Moving Beyond Hopes and Dreams to Plans and Realities
Recently, I’ve been working with a non-profit board that is trying to reshape the organization’s mission. While they have a lot of hopes for the future and what the organization will accomplish, they find themselves spinning in conversation with no action forward. Without a plan, these will remain conversations of hopes and dreams. What are your hopes and dreams for your team and organization? What is your plan to achieve those aspirations?

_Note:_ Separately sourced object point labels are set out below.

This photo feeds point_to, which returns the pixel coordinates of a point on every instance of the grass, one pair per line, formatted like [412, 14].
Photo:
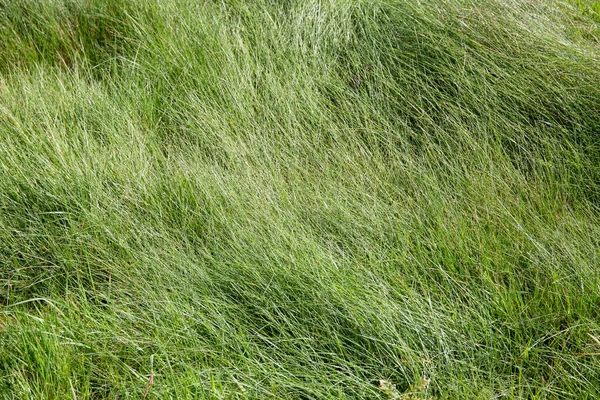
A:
[299, 199]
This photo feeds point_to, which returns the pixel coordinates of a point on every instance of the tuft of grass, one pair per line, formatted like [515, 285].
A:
[299, 199]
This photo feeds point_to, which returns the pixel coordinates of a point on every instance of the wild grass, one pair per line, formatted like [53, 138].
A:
[299, 199]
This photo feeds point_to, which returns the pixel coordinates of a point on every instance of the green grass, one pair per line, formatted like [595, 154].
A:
[299, 199]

Let’s say you have a dream of retiring. You hope that you can retire early and travel the world. You can spend your time imagining all the places you would like to see but that will not bring you closer to this vision. You realize that you might need a financial plan to help you accomplish this goal. Your dreams are not lost when you create a plan because a plan helps you gain perspective of what you need to do. . I have a good friend that wants to live in Italy for six months upon retirement, a similar dream for many people. It is an awesome dream but, in her case, I know that I will be visiting her Italian villa. She will plan to make it happen. Not only will she think ahead and plan the finances needed but she will also plan other details needed to turn this dream into a reality. Planning doesn’t squash the dream; it brings it to life.
So why do many of us not achieve our dreams? The first question to ask is “What is our plan?” When you dream of what your team could be, how does your plan support that? What aspects of your plan are working, and which ones are no longer valid? A plan can help you understand not only what you need to do but provide a baseline for performance. It can help you assess the gap between actual and expected. Once the gap is defined, the team can engage in experiments to close the gap. If we don’t have a goal, how do we know what experiments to run?
Putting your dreams into a plan may not be enough. Is this your dream, or a shared vision across the organization? In the case of my friend, her dream of Italy is shared by her husband. It is something that they are both working towards. You probably couldn’t imagine that she would have this dream and not share it with her spouse, but how many of us do this at work? In my friend’s case, there had to be a mutual desire not only to live abroad for a period of time but to retire in the first place. How do you create a common vision for your team? What does your organization need? How do these needs vary across the organization? For my friend, her dream is to be immersed in the culture and learn culinary secrets. For my friend’s spouse, his need might be to live in a warm climate with picturesque landscapes. Where do your dreams overlap with others and where do they differentiate? What is the common ground?
Only when we have a common vision forward and a shared plan can we maximize our teams. Without these, our team’s actions and thus results will be fragmented.